Creating Joins

This article demonstrates how to create new data joins in the dataset Flight Delays, based on data previously imported into Arcadia from the datafile flights-2014-01.csv. The additional datafiles are airline-id.csv, airport-codes.csv, cancellation-code.csv, and airport-lat-lo ng.csv.

The following steps demonstrate how to make new joins.

  1. On the main navigation bar, click Data.

    The Data view appears, open on the Datasets tab.

  2. Find the dataset in the list of datasets, either by scrolling or by using search, and click on it.

    Dataset side navigation appears, open at Dataset Detail view.

  3. In the side navigation menu, click Data Model.

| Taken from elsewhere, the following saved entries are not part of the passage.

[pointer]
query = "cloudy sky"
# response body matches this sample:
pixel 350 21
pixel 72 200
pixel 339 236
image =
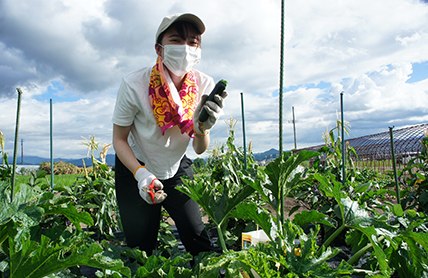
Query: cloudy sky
pixel 75 52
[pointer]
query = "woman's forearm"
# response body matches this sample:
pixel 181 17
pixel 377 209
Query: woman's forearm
pixel 122 148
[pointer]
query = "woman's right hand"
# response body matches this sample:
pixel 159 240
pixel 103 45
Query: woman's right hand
pixel 149 187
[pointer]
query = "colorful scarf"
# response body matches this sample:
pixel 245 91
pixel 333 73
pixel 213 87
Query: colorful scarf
pixel 167 112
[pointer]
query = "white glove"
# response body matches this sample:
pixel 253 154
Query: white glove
pixel 214 110
pixel 149 187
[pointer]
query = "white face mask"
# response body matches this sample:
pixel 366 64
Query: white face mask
pixel 180 59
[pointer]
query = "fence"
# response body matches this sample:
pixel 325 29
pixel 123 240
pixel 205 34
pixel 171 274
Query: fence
pixel 374 151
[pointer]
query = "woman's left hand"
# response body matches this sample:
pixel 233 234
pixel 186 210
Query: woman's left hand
pixel 214 110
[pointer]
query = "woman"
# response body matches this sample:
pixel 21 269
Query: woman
pixel 155 117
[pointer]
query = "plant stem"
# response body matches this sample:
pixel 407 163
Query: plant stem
pixel 221 238
pixel 331 238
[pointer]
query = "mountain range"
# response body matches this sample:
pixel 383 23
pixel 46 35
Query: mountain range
pixel 35 160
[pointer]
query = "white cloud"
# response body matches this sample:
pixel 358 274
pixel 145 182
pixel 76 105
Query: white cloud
pixel 364 49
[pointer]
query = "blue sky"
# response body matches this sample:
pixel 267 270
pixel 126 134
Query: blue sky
pixel 76 52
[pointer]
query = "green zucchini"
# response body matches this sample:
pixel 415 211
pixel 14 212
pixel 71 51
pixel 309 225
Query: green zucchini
pixel 218 89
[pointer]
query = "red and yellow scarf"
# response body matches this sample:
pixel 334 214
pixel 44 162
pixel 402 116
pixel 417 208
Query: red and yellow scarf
pixel 167 112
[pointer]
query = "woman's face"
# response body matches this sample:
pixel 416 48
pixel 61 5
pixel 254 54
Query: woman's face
pixel 172 36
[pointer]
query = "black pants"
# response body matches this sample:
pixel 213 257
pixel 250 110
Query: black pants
pixel 141 221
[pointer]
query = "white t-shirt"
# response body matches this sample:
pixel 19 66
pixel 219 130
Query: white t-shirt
pixel 160 153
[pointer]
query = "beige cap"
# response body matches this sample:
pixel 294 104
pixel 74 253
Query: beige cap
pixel 169 20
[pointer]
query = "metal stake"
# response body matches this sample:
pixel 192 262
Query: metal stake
pixel 15 148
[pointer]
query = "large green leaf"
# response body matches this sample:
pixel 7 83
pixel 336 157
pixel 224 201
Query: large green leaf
pixel 313 216
pixel 251 211
pixel 217 204
pixel 36 260
pixel 19 209
pixel 283 172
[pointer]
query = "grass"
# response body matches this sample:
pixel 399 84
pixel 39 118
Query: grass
pixel 66 180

    Data Model view appears, and shows the name of the only table in the dataset. You may click Show Data to display the data of that table.

    data model, showing sample data for one table
    Data Model for Dataset 'Flight Delays', with a Singe Table and its Sample Data
  4. Click Edit Table Links to edit the data model.

    Editing Table Links
    Editing Table Links
  5. Click the sign on the table representation.

    Adding a Table Join
    Adding a Table Join

    Add Dimension Table modal window appears.

  6. In the Add Dimension Table modal window, make the following selections:

    • In the Database Name selector, choose the data source.

      This value is pre-populated to match the dataset's existing table, but it may be changed.

    • In the Table Name selector, choose the table name airline_id.

      This value is pre-populated to match the dataset's existing table, but it may be changed.

    • Click Select.
    Selecting a table for a join
    Selecting a Table to Join

    Edit Column Connections modal window appears.

  7. In the Edit Column Connections modal window, edit Source Column and/or Target Column values by selecting from the list of possible fields.

    These values are pre-populated by default when there is a natural match between the two tables (like identical field name and value types), but they may be changed.

    • On the left side, select the field AIRLINE_ID. On the right side, select the field code.
    • [Optional] Click Add Join Pair to add another column connection between the same two tables.
    • [Optional] Click icon (minus) next to an existing join definition to remove that column connection between the two tables.
    • [Optional] Click Add Join Expression to add a conditional join between the same two tables.
    • [Optional] Click icon (minus) next to an existing join expression to remove that column connection between the two tables.
    • [Optional] Click sample data to view some data in the Source Column and/or Target Column. Click again to hide sample data.
    • [Optional] Click Clear Fields to clear all already defined joins between the two tables.
    • Click Apply.
    Choosing the join key
    Specifying the Join Key
  8. Repeat the previous three steps for the remaining tables:

    • The table airport_codes has two joins, for source column ORIGIN = target column code, and source column DEST = target column code.
    • The table cancellation_code has a join for source column CANCELLATION_CODE = target column code.
    • The table airport_lat_long has two joins, for source column ORIGIN = target column locationid, and source column DEST = target column locationid.

    Click Save.

    Data model with 4 joins to the primary table
    Data Model with Four Distinct Joins
  9. [Optional] Click icon (link) to make further edits to column connections or to change join type.